Changes didn't stop there though, as some of the Google Wallet's features merged with a newer app called Android Pay, then both Android Pay and Google Wallet were consolidated into a single platform known as Google Pay. Fast forward to 2022 and Google once again decided to bring the defunct Google Wallet back as a separate entity. With both Google Wallet and Pay apps no longer conjoined, the question is: how are they different from each other, exactly?

Google Wallet Vs Google Pay features

Google Wallet can store more than just credit or debit cards, it's designed to keep digital versions of things like driver's licenses, vaccination cards, and digital passes like hotel or car keys. Google Wallet can utilize information from these digitally stored items to give automated alerts regarding travel or concert schedules, and even integrate with external apps like Google Maps. 

Google Pay, on the other hand, is a service that allows secure payments and money transfers between users and businesses. Google Pay serves as a sort of companion app that compliments the Wallet app's payment features. Google Pay is basically as a one-stop-shop for consolidating all your finances, allowing for secure payments, easy account summaries, as well as managing cash rebates and rewards. 

Sure, paying with Google Wallet is still possible, but it can only be done in stores that also accept Google Pay. In short, Google Wallet is mainly used as means to digitally store things you normally keep in your wallet, whereas Google Pay is more focused on handling your payments.

Google Wallet and Google Pay work as a team

Google Wallet makes storage and creation of digital passes convenient, not just for users, but developers as well. As shown in a Google I/O YouTube presentation, the app focuses on organizing multiple digital tickets into manageable groups for convenience. This applies for things that have already been paid for but require verification, such as food vouchers, parking spaces, concert tickets, boarding passes, and the like.

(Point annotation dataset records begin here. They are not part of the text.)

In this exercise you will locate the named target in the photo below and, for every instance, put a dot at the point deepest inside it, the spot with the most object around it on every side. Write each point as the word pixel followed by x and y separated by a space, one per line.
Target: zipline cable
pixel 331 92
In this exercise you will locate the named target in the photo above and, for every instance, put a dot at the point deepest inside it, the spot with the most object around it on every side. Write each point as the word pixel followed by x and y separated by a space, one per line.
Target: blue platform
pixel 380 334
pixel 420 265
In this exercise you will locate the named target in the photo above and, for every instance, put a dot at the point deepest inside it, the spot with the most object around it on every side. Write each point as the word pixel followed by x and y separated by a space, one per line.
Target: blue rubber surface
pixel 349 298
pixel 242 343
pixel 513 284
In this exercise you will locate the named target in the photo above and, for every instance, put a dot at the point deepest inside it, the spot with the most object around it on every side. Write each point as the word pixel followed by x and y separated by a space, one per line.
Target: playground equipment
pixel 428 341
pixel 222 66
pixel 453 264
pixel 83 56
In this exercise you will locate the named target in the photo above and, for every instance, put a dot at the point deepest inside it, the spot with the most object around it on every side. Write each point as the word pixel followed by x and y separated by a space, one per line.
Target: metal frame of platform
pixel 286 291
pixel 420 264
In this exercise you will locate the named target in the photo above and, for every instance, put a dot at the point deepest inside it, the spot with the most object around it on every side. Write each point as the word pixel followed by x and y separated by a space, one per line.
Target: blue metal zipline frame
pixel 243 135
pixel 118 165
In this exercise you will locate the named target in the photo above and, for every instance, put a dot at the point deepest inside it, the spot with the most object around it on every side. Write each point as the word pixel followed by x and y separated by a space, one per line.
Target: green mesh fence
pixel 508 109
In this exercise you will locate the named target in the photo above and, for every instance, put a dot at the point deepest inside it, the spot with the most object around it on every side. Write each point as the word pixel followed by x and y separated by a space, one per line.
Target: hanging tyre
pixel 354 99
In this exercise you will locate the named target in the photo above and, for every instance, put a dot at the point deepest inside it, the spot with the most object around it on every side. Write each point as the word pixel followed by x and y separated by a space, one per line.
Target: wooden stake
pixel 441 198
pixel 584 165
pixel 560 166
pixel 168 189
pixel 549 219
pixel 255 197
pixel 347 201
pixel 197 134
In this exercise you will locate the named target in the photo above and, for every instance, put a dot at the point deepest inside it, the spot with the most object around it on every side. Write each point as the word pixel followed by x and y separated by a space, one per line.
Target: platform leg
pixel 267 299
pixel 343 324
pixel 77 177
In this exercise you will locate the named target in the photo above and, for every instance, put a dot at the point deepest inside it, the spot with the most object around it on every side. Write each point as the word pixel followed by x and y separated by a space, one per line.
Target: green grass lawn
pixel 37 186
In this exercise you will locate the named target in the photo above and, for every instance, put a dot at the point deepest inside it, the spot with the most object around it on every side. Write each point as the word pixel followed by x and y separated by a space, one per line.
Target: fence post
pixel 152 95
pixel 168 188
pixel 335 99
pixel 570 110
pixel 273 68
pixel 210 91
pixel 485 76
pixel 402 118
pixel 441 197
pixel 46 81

Meanwhile, Google Pay focuses on making shopping and bill payments safer. Its Virtual Cards feature works as a sort of password manager that securely stores credit card information into Google Pay accounts for easy and safe usage. In the showcase video embedded above, Google highlights various payment security measures including one-time-pins, biometric confirmations, and two-factor authentications, all aimed at making Google Pay a more reliable method of payment. While it's possible to use both Google Wallet and Pay apps on their own, they're clearly intended to be used together, as the two have different focuses that integrate well together.